As we saw in Chapter 2, business is virtually impossible without semantics. Everything we do involves conveying meaning at some level. However, at the same time it is the semantics—or, more precisely, near but not perfect matches in meaning—that make business so difficult. Each industry, subindustry, and market tends to create its own semantics and its own definitions of what terms mean. Of course it doesn't stop there, because we've built systems on top of these semantics.
In this chapter we explore how automating a business process "bakes in" some set of semantics. We'll see how the roles of humans and applications as semantic interpreters interact, and specifically how getting more precise about the semantics in our systems is a double-edged sword: It allows more opportunity for automation while at the same time making those systems more brittle and hard to maintain.
What happens when we turn a semantic conversation into a business system?

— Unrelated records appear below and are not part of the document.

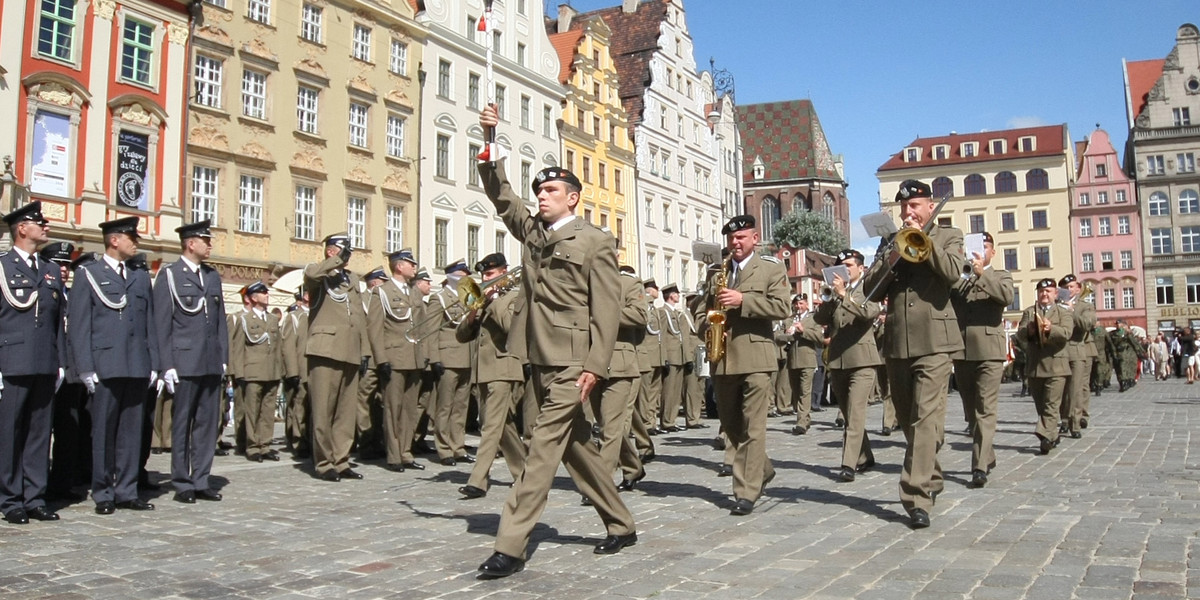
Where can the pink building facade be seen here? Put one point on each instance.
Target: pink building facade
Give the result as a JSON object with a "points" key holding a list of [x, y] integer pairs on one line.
{"points": [[1107, 233]]}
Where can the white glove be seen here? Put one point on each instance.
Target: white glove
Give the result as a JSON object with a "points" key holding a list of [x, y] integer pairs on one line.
{"points": [[171, 378], [90, 381]]}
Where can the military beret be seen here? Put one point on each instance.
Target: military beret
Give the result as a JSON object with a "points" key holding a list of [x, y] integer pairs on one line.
{"points": [[738, 223], [197, 229], [31, 211], [125, 225], [913, 189], [556, 174], [58, 252], [493, 261]]}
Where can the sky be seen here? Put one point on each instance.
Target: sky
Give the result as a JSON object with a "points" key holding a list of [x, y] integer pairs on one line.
{"points": [[881, 73]]}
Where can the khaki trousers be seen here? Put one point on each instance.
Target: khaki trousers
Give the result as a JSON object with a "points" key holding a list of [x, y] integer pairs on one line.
{"points": [[561, 436], [333, 387], [918, 389], [979, 387], [742, 406], [497, 407]]}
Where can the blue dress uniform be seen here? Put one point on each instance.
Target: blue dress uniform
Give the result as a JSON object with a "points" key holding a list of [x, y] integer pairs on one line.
{"points": [[30, 336], [193, 346], [111, 336]]}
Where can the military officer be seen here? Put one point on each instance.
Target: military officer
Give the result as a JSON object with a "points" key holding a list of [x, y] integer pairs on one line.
{"points": [[1047, 327], [922, 336], [30, 365], [336, 352], [111, 334], [979, 301], [755, 298], [573, 301], [256, 363], [190, 327], [1080, 354], [497, 375]]}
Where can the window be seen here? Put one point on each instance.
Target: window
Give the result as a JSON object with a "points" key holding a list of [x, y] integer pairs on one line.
{"points": [[441, 234], [1164, 291], [1188, 202], [395, 228], [1037, 179], [1161, 240], [1158, 205], [306, 213], [310, 22], [306, 109], [397, 59], [358, 124], [137, 51], [396, 136], [204, 193], [1189, 239], [253, 94], [975, 185], [357, 221], [442, 162], [207, 76], [1041, 257], [444, 81], [55, 29], [259, 10], [1155, 165], [250, 204]]}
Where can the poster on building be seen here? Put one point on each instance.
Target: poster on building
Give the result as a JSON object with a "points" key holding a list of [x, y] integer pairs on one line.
{"points": [[52, 162], [132, 159]]}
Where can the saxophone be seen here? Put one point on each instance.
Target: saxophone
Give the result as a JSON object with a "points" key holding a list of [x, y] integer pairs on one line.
{"points": [[714, 337]]}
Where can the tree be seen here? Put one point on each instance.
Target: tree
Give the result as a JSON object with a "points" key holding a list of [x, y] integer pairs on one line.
{"points": [[809, 231]]}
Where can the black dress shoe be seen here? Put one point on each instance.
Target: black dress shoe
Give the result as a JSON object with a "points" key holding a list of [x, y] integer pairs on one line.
{"points": [[742, 508], [918, 519], [612, 544], [501, 565], [42, 514], [138, 504], [472, 492]]}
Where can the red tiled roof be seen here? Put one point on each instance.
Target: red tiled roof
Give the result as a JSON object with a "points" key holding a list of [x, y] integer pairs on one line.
{"points": [[1143, 75], [787, 137], [1051, 139], [564, 45]]}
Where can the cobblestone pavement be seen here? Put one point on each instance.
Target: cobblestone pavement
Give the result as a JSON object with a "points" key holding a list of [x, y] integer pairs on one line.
{"points": [[1110, 516]]}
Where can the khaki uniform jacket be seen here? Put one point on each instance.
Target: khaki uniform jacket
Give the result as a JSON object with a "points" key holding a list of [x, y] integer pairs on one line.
{"points": [[337, 324], [981, 303], [1049, 359], [490, 333], [851, 330], [256, 353], [393, 315], [749, 329], [921, 317], [571, 283]]}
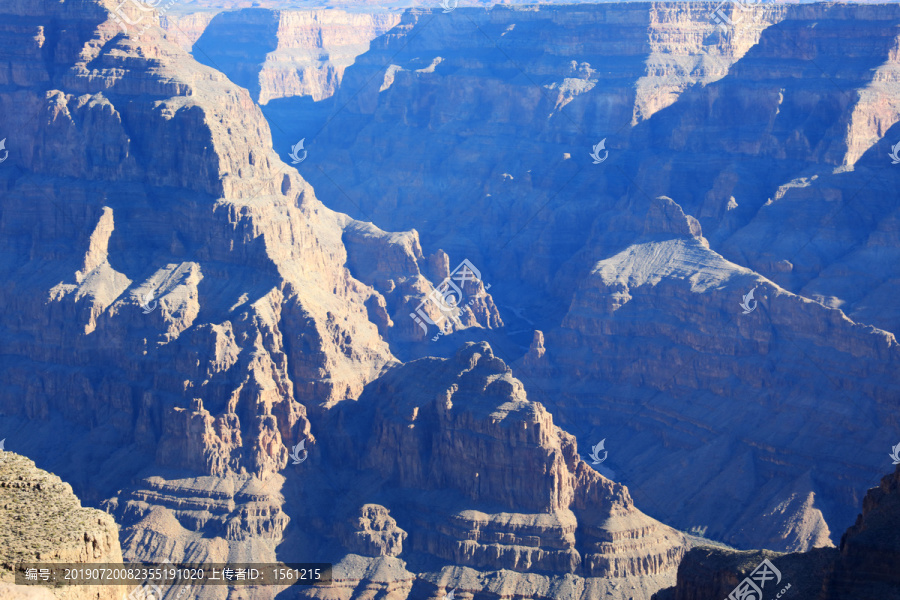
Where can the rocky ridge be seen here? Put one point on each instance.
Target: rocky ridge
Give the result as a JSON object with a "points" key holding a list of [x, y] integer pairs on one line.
{"points": [[456, 462], [190, 310], [195, 313], [42, 521], [863, 568], [279, 54], [750, 157]]}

In an operative business system, "Semantics = Data + Behavior."[6] As portrayed in Figure 3.1, the semantic aspects of the behavior and the semantic aspects of the data are constantly chasing each other.
Figure 3.1: Semantics = Data + Behavior.
In this chapter we examine what happens to behavior (or process) as it is turned into a business system. But first a quick definition: A business system is a formalized capital investment in a business process. We will return to the capital investment aspect of this later in the chapter.
Business system | Business system = Business process + Capital investment. |
A business process is a special type of process that deals with information. Per some of the leading standards in this area, the process may be executable (such as in a program that can be run on a computer) or it may be descriptive (such as a process not being executed directly by the process management system).[7] Let's examine this in more detail, because the nature of the flows and the interaction of humans and computer programs is where the richness of business process lives.
[6]Dave Hollander, personal communication.